Sunday, August 30, 2015

Music Mondays: "Pierre" by Ryn Weaver

For this week’s Music Monday, we aren’t moving too far from the subject of the last few columns. I actually first heard of Ryn Weaver through the news that Passion Pit frontman Michael Angelakos would be co-producing her debut album. Upon checking her stuff out, her first single “OctaHate” was enough to hook me.

But while “OctaHate” is a wonderful song (go check it out if you haven’t heard it), I’m not going to be focusing on that one this week. Maybe some other time. Right now, I want to focus on a song that came of her debut album back in June, “Pierre”.


I’ve always had a soft spot for songs with more narrative structures, and by those standards, “Pierre” is a near epic in scope, covering a major string of events of its narrator’s life. Each stanza of the verses comprises a vignette from the singer’s past, all describing the different lovers that she’s found herself with in recent memory. Tying them all together are the choruses, focused on “you”, the second-person one-that-got-away. The disjointedness of the narrative actually took me a little off-guard at first; I was expecting a much more standard love song, and didn’t catch on that they were each their own self-contained stories until the second verse. Also, it’s almost surprising how much Ryn manages to flesh out these supporting characters; each gets just enough detail to make them feel like real people that you can picture.

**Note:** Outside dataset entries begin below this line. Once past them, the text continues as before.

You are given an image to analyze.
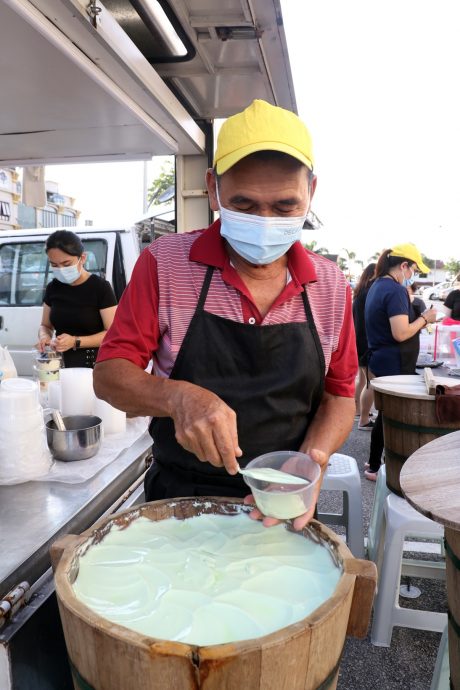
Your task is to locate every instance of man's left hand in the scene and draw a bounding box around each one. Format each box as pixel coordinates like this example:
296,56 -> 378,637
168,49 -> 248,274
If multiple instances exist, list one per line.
54,333 -> 75,352
244,449 -> 329,531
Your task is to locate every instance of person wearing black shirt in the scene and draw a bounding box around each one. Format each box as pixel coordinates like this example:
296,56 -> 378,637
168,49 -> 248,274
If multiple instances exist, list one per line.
37,230 -> 117,368
353,263 -> 376,431
443,290 -> 460,323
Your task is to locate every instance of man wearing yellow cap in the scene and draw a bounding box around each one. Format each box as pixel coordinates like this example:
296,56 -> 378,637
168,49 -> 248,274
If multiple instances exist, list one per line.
94,100 -> 357,529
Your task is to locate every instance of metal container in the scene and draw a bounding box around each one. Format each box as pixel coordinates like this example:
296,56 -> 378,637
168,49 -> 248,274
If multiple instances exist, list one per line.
46,415 -> 102,462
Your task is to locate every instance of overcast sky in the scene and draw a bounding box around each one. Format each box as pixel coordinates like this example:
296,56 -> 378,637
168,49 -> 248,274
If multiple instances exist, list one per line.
283,0 -> 460,259
46,0 -> 460,261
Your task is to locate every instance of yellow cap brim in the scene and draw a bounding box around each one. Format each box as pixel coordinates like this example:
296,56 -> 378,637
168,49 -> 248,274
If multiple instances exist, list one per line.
215,141 -> 313,175
417,261 -> 431,273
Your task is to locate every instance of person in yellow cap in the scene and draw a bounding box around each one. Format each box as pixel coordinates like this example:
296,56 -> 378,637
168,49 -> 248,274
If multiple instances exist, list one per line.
94,100 -> 357,529
364,244 -> 436,481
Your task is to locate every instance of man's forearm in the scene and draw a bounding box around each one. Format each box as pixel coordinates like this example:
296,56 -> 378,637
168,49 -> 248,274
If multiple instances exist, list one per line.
93,359 -> 186,417
300,393 -> 355,456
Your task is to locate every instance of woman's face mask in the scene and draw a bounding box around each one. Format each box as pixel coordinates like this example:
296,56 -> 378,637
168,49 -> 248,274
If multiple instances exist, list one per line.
216,184 -> 306,265
51,259 -> 81,285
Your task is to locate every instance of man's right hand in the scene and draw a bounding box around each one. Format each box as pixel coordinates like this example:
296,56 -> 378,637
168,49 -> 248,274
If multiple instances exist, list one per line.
171,381 -> 243,474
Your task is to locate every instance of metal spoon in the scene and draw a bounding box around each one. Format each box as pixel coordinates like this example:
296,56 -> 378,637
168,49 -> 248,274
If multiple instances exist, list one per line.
238,467 -> 311,484
51,410 -> 67,431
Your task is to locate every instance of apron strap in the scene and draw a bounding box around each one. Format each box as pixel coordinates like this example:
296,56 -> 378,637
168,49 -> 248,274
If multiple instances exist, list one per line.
195,266 -> 214,314
302,285 -> 326,378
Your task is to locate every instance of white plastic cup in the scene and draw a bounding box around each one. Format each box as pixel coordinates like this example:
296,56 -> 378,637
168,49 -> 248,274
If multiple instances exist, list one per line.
48,381 -> 62,410
243,450 -> 321,520
452,338 -> 460,367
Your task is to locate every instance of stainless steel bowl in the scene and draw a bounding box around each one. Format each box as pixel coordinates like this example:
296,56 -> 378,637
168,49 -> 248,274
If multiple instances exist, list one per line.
46,415 -> 102,462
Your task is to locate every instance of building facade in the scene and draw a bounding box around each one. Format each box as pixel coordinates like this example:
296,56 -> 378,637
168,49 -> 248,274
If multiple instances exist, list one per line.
0,168 -> 80,230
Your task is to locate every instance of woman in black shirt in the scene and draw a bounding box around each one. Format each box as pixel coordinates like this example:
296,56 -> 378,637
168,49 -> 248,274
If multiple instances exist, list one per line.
353,263 -> 376,431
443,290 -> 460,326
37,230 -> 117,367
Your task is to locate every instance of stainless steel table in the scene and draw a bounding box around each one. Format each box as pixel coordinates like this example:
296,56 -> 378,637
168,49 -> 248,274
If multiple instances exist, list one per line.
0,432 -> 152,690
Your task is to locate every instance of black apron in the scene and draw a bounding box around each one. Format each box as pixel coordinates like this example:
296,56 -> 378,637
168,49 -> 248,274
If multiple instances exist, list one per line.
145,266 -> 325,501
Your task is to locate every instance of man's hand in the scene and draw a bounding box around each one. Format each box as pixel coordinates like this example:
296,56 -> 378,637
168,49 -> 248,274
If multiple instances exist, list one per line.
244,449 -> 329,531
171,382 -> 243,474
54,333 -> 75,352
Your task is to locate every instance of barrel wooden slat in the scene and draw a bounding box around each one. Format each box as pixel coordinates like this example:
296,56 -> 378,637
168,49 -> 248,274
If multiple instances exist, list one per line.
53,498 -> 376,690
374,388 -> 460,496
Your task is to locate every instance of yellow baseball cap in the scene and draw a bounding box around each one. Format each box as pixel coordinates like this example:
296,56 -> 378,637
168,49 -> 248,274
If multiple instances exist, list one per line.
390,243 -> 430,273
214,100 -> 313,175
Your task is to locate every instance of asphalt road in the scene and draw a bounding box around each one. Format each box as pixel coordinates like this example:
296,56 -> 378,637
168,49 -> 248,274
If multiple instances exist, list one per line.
319,422 -> 447,690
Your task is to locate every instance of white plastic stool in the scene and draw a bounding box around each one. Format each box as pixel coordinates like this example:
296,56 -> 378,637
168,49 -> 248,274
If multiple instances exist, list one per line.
430,625 -> 450,690
367,465 -> 445,579
367,464 -> 391,563
318,453 -> 364,558
371,494 -> 447,647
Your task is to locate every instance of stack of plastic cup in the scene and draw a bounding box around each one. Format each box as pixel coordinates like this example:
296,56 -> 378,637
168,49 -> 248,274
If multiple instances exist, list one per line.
0,378 -> 51,484
452,338 -> 460,367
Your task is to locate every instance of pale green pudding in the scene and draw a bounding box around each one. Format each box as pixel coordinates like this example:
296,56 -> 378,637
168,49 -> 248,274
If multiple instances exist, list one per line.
73,513 -> 341,645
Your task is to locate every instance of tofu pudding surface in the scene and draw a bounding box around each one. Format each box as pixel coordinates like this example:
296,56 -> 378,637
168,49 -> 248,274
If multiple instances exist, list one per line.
73,513 -> 341,645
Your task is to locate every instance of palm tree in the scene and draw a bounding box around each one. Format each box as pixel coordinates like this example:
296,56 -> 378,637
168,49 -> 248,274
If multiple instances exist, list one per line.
303,240 -> 329,255
339,247 -> 356,279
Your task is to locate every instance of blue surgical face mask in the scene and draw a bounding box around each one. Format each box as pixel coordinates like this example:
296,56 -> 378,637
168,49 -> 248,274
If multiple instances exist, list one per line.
216,185 -> 306,265
51,259 -> 81,285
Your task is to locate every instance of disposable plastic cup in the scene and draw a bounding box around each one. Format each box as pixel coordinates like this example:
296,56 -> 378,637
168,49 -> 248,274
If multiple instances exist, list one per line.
452,338 -> 460,367
243,450 -> 321,520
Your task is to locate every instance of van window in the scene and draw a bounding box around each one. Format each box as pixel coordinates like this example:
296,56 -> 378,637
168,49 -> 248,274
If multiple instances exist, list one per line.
0,239 -> 107,306
0,242 -> 52,306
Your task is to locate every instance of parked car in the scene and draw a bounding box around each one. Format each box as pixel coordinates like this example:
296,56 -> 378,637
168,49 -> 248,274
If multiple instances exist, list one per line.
420,280 -> 452,302
439,284 -> 459,302
0,228 -> 140,376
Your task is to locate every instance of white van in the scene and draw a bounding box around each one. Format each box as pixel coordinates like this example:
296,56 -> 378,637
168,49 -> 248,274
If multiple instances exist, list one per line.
0,228 -> 140,376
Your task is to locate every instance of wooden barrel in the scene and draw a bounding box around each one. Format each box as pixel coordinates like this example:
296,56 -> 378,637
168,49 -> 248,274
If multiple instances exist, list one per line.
51,498 -> 376,690
401,431 -> 460,690
371,375 -> 460,496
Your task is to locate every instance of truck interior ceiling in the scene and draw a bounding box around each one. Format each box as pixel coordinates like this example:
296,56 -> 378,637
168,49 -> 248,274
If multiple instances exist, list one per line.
0,0 -> 296,166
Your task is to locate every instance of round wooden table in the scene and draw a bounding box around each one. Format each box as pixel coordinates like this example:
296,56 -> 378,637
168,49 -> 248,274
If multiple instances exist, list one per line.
371,374 -> 460,496
400,431 -> 460,690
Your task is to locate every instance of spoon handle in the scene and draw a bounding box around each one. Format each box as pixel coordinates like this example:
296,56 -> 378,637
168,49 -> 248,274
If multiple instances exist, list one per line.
51,410 -> 67,431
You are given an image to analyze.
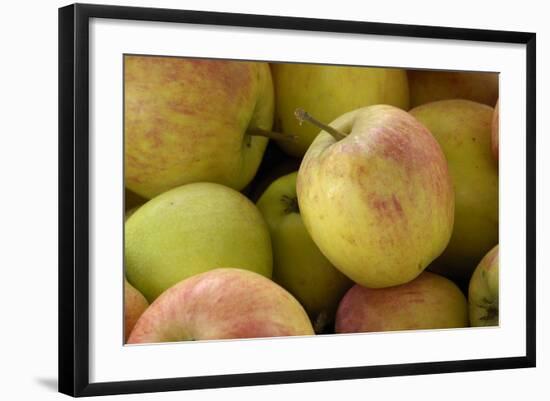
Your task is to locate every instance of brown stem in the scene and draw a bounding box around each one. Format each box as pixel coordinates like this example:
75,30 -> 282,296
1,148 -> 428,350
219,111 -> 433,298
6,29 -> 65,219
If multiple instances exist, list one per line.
246,128 -> 298,141
294,108 -> 346,141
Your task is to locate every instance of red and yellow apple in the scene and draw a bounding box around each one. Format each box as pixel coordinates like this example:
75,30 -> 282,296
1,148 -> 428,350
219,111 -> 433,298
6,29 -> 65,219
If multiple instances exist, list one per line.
297,105 -> 454,288
410,99 -> 498,282
128,268 -> 314,344
124,55 -> 274,199
336,272 -> 468,333
257,172 -> 352,332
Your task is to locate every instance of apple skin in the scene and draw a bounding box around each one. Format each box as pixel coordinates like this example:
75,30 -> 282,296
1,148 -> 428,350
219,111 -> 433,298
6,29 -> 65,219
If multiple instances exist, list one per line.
124,279 -> 149,342
271,63 -> 409,157
491,101 -> 500,162
297,105 -> 454,288
125,183 -> 273,302
410,100 -> 498,283
407,70 -> 498,108
336,272 -> 468,333
124,188 -> 147,212
124,56 -> 274,199
128,268 -> 314,344
257,172 -> 353,333
468,245 -> 499,327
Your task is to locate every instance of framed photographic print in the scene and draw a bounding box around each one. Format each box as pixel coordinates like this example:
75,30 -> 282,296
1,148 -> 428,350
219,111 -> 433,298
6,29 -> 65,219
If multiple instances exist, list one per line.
59,4 -> 536,396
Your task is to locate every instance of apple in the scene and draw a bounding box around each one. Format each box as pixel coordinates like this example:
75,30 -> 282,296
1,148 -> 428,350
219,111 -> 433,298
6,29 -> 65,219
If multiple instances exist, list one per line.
124,55 -> 274,199
271,63 -> 409,157
407,70 -> 498,107
124,188 -> 147,212
257,172 -> 352,333
336,272 -> 468,333
410,100 -> 498,283
124,183 -> 273,302
124,279 -> 149,341
468,245 -> 499,327
124,206 -> 140,222
297,105 -> 454,288
491,101 -> 499,161
128,268 -> 314,344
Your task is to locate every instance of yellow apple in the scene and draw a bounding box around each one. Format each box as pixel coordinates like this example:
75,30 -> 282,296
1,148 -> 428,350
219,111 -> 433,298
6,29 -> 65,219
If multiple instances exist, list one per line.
124,183 -> 273,302
336,272 -> 468,333
271,64 -> 409,157
407,70 -> 498,107
297,105 -> 454,287
124,56 -> 274,199
468,245 -> 499,326
128,268 -> 314,344
257,172 -> 352,332
491,101 -> 500,161
124,188 -> 147,212
124,279 -> 149,341
410,100 -> 498,281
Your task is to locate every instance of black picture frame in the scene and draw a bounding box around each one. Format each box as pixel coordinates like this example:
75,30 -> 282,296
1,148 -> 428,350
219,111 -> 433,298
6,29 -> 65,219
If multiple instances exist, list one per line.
58,4 -> 536,396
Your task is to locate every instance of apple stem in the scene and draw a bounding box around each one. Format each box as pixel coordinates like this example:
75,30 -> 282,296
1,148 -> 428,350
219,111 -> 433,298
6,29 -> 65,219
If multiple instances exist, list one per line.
294,108 -> 346,141
246,128 -> 298,141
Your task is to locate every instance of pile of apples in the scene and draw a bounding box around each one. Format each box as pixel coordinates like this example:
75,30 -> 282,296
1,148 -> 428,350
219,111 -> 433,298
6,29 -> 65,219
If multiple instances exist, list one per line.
124,56 -> 499,343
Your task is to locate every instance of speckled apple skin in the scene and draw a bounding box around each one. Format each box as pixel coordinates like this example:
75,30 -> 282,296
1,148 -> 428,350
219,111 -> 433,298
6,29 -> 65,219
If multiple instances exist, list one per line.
297,105 -> 454,288
124,55 -> 274,199
468,245 -> 499,327
336,272 -> 468,333
128,268 -> 314,344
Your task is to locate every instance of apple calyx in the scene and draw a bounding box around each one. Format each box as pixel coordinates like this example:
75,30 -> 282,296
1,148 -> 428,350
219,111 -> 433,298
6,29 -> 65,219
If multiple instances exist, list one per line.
294,107 -> 347,141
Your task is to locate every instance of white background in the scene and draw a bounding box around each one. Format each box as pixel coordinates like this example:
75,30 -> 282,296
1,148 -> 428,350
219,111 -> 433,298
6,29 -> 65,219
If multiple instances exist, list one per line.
90,16 -> 525,382
0,0 -> 550,400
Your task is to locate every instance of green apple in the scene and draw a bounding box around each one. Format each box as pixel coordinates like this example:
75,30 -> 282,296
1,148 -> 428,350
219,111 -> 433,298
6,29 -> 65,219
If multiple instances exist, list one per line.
124,183 -> 273,302
128,269 -> 314,344
271,63 -> 409,157
124,279 -> 149,342
468,245 -> 499,327
410,100 -> 498,281
257,172 -> 352,332
128,56 -> 274,199
407,70 -> 498,107
297,105 -> 454,288
336,272 -> 468,333
491,101 -> 500,161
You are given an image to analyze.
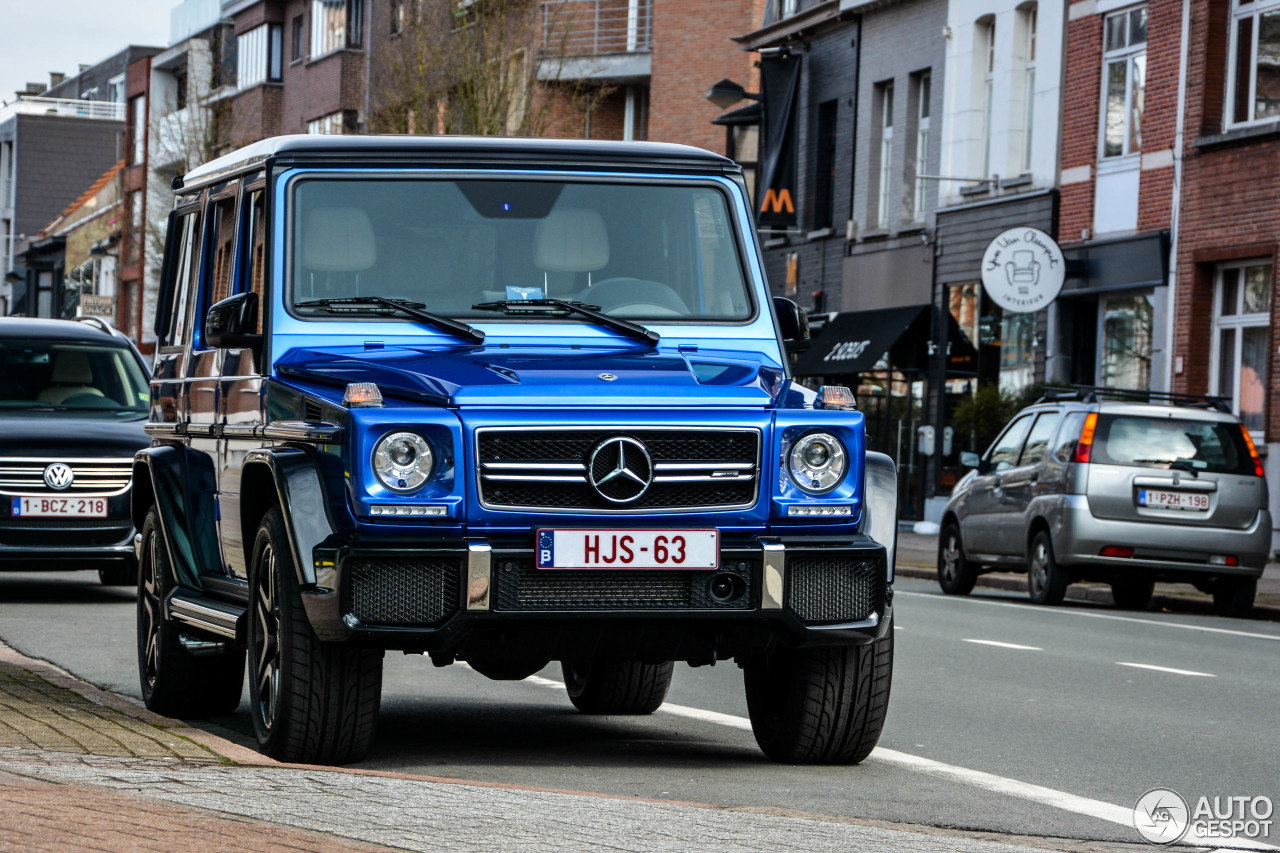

Musically, the song very closely matches Passion Pit’s style (as you might expect). I have trouble picking my favorite part; there’s the opening, a sparse arrangement that focuses on Ryn’s striking voice with claps and a atmospheric breeze underneath; there’s the big piano chord that rings out at the start of the second stanza; there’s the glassy guitar riff that kicks in halfway through that stanza; and of course, there’s the huge, emotional chorus. The chorus probably deserves its own focus; there’s an incredible forcefulness to it, with Ryn Weaver selling the hell out off its emotion. The words hit on downbeats with the drums, adding punch. Ending each line is a vocal sample that sounds straight out of Sleepyhead.  Finally comes the frantic, crashing end, a rush in and of itself.


And then, the second time through, it just gets bigger and grander, adding a sense of majesty to it all. And just like that, after two cycles, we get a short outro where the song just sort of fades into the sudden nothingness that it burst out of. For as strange a finish as it initially seems for a song of this scale, I have trouble picturing a better conclusion. It’s a perfect bookend to a larger part of a never-ending story.